EX2: In the Boyer-Moore Algorithm for pattern matching there are two rules: (i) Bad character rule is defined as Upon mismatch, skip alignments until (a) mismatch becomes a match, or (b) pattern {$ p $} moves past mismatched character (ii) Good suffix rule: if {$ t $} = substring matched by inner loop; skip until (a) there are no mismatches between pattern {$ p $} and {$ t $} or (b) {$ p $} moves past {$ t $}.
- For a given pattern {$ p $} = ‘TCAA’ and text {$ t $} = ‘GCTAGCTC’ implement the bad character rule.
- For a given pattern {$ p $} = ‘ACTA’ and text {$ t $} = ‘GCTAGCTC’ implement the good suffix rule
- How many alignments does Boyer-Moore try during the matching?
You can use the following code snippet:
https://colab.research.google.com/drive/1yAbpG81j6aihXWVUxH2AyPkEjo-QruQp#scrollTo=XIsQJVyG1FUs
EX3: Construct an Aho-Corasick search automaton. Pass through given Text= ”fearworkamournaword” with that search automaton with the following keys= {word, amour, armour, our, mourn}. Draw the states in an automaton on paper.
EX4: Given the following
(ab|(aa|b)(ba)*(bb|a))*
Construct an NFA (Nondeterministic-Finite Automaton) using the Thompson construction algorithm.
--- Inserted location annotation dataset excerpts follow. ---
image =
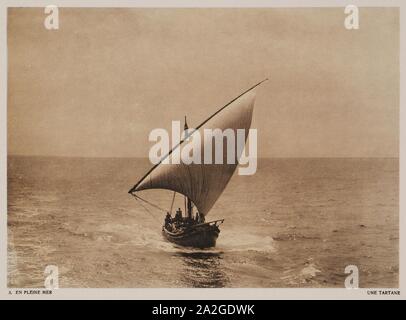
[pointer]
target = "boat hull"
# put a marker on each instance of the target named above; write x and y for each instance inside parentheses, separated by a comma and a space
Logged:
(204, 236)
Minimize the constructed NFA.
Provide example patterns that are accepted by this automaton and some that are not.
EX5: The course ends with the project to be completed usually by a small team of 2-3 people. Your task is to come up with one project proposal all by yourself (this is an individual task, you will have time to share) - taking ideas from project ideas file, from previous homework, or your imagination + google. E.g. you may attempt to extend some of the past exercises. Note - this is a proposal that you may use to attract other students to join, and this is at the same time a proposal that you do not need to start executing necessarily. So. it's more a planning exercise, not an execution exercise.
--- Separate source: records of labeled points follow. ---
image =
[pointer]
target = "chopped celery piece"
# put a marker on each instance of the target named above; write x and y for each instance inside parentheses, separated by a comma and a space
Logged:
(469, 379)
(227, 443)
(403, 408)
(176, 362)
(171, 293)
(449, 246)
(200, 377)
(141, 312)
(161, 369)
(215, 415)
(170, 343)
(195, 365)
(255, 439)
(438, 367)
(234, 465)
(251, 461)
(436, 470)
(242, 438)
Your project proposal should have:
- Title
- 2-5 sentences of a short description
- Briefly described the motivation and the main challenge of this project
- Division of tasks, the estimated number of work hours per task, and deadline (aim at our poster session!)
- Allocation of the 2-3 people to tasks and hours.
- Recommended: create a GANTT chart to cover the previous two points.
- Description of the envisioned end results that would go to the project report/poster.
We will discuss these in the practice session.
EX6. (Bonus 2p): This task is from optimization homework, now we have small competition. Your task is to optimize the 1024-city case as well as possible. Data is here: 1024-city-case.
An additional rule is that when you are exporting the image using web tool, the label in "Path legal: False", must be True! This confirms that every city has been visited exactly once.
Report the best solutions (state-of-the-art) to Slack to initialize the competition. In the post describe your approach, report the calculation time, obtained path length, and the visualization of the resulting path. The ones who can beat past best solutions will get points (even if someone will outcompete your solution next). To get points to make sure to post new best solutions to slack. NB! For the solution to beat previous solutions, it should have either a shorter resulting path or if lengths are comparable the new solution should be considerably faster (less calculation time).
Also, very good descriptions of the approach and convergence rates - may get awarded with points upon TA decision.